Please see https://mediawiki.org/wiki/How_to_report_a_bug which asks for 1) steps to reproduce, 2) expected outcome, 3) actual outcome in bug reports. Thanks!

The main problem of this task is that the error is not handled correctly (I suppose that it's not handled at all by mediawiki). Solving this imply to format the answer in JSON as excepted by client.

I've haven't access to logstash (need to take care of T176364), so I can't write more information, other than the query result in an anormal error page that is definitely not good :)

Perhaps the memory limit can be increased, perhaps the code is not optimal and badly uses recursive function, ... We can imagine lot of different problems that can be subtasks of this one.

Framawiki renamed this task from Fatal PHP error on api action=query, generator=search: memory limit reached to Error memory limit reached not handled with action=query, prop=imageinfo.Jun 26 2018, 7:57 PM
Anomie added a subscriber: Anomie.Jun 28 2018, 10:45 AM

I'm on vacation at the moment, but since I see people haring off on this task I'll throw in a quick comment.

If the problem is the actual error reported here, this is a duplicate of T55663: Getting the referring pages takes up too much memory (due to included image metadata). iiprop=metadata can be problematic.

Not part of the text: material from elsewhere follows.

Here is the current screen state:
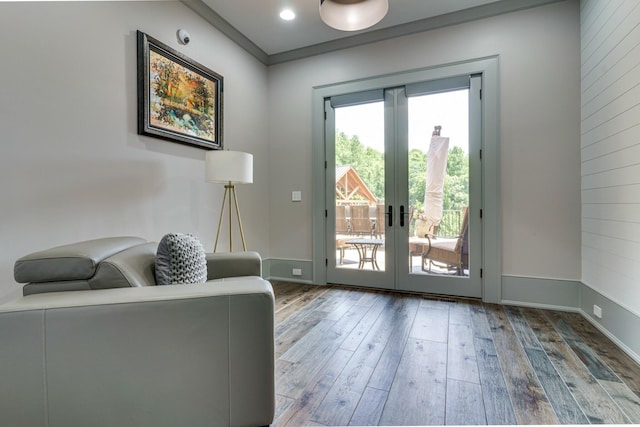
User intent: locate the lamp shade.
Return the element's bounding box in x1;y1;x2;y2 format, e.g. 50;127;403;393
205;150;253;184
320;0;389;31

If the problem here is @Framawiki's assertion that no API call should ever result in a 500 with a non-API-formatted response body, the task should be rewritten to reflect that in the title and description instead of it being implied. Then, since that's not possible when something runs into a PHP fatal error like this, the task should be declined in favor of fixing PHP fatals through the normal task prioritization process.

Framawiki renamed this task from Error memory limit reached not handled with action=query, prop=imageinfo to API endpoint should format fatal errors in the requested format, not in HTML.Jun 30 2018, 8:40 AM
Vvjjkkii renamed this task from API endpoint should format fatal errors in the requested format, not in HTML to 2aaaaaaaaa.Jul 1 2018, 1:01 AM
Vvjjkkii triaged this task as High priority.
Vvjjkkii updated the task description. (Show Details)
Vvjjkkii removed a subscriber: Aklapper.
JJMC89 renamed this task from 2aaaaaaaaa to API endpoint should format fatal errors in the requested format, not in HTML.Jul 1 2018, 2:51 AM
JJMC89 raised the priority of this task from High to Needs Triage.
JJMC89 updated the task description. (Show Details)
JJMC89 added a subscriber: Aklapper.